Most big game ads are allergic to confusion. Brands want clarity within the first five seconds: logos front and center, supported by messaging fully spelled out. Coinbase chose restraint.

The ad trusted viewers to sit with it, get curious and decide for themselves if it was speaking to them. That kind of confidence is rare, especially on the most expensive advertising stage in the world.

It was not trying to convince skeptics or educate the masses. It simply showed up, said less and let the audience do the work.

Everybody Coinbase

one minute and one second

This Was Not an Accident

Coinbase has done this before. In 2022, it ran a big game ad that was nothing more than a bouncing QR code on a black screen. No voiceover. No explanation. No celebrity. Just curiosity.

The result was massive engagement and a brief site crash from everyone scanning at once.

That ad worked because it did not chase attention.

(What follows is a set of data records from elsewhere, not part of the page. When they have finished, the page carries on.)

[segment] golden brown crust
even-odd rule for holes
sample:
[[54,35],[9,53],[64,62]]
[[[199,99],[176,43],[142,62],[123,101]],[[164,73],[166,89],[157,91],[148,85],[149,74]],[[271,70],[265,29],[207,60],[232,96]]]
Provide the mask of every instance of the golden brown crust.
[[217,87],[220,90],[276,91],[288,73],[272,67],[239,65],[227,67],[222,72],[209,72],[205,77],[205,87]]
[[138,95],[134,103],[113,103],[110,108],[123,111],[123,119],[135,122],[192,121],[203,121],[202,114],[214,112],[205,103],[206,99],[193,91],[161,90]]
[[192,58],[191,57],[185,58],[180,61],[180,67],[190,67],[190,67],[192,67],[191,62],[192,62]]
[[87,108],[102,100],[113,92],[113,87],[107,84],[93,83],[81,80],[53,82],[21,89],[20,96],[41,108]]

It invited it.

Coinbase did not stop with the broadcast this year either. They extended the creative to the Sphere in Las Vegas. Same stripped-down idea. Same restraint. Just wrapped around one of the largest screens on the planet.

This year’s commercial followed the same philosophy through a different lens. Nostalgia. Simplicity. Participation instead of persuasion.

Simplicity Was the Strategy

While other brands leaned on celebrities, spectacle and emotional storytelling, Coinbase leaned into something almost uncomfortable in its simplicity. Familiar Backstreet Boys lyrics. Minimal visuals. No heavy-handed branding.

It felt more like a shared moment than a pitch.

That choice mattered. It respected the audience. It assumed intelligence. It allowed people to opt in rather than feel sold to.

Even TikTok users posted their living room sing-alongs, with some ending on an audible groan once they realized it was an ad.

@francescarietti @Coinbase ♬ original sound Francesca Rietti

Still, In a media environment where everything is trying to explain itself louder and faster, that restraint felt refreshing.

What I Didn’t Love, and Why It Still Worked

Full transparency, I did not love everything about it. The typefaces made me pause. They are not choices I would instinctively greenlight for a client, and I am not sure I would approve this look in most situations.

But for Coinbase, it worked.

The colors, the looseness and the slightly awkward vibe felt intentional. What might feel wrong for another brand felt right here. It matched Coinbase’s confidence and its long-standing willingness to be a little uncomfortable.

It was a good reminder that great creative is not about personal taste. It is about fit.

Why It Worked Better Than Most

This was my favorite commercial not just because it was different, but because it knew exactly what it was doing.

Coinbase was not trying to appeal to everyone. It did not chase universal approval. It spoke clearly to a specific mindset and trusted the right people would recognize it.

That is confidence. And confidence reads louder than spectacle.

Final Thought(s)

Big game national ads cost millions of dollars, which usually leads brands to play it safe. Coinbase continues to do the opposite.

Sometimes the smartest move is not saying more. It is knowing when to say less.

That is why this one stuck with me.

 

Post Summary: Why the Coinbase Ad Worked

  • The Coinbase commercial succeeded by rejecting traditional big game advertising formulas.
  • Instead of immediate brand explanation or emotional storytelling, the ad embraced curiosity, restraint and viewer participation.
  • The creative trusted audiences to sit with ambiguity and decide for themselves whether the message was meant for them.
  • This approach aligns with Coinbase’s history of confidence-led campaigns that prioritize intrigue over instruction.
  • In a media environment dominated by noise, simplicity and intentional discomfort became the differentiators.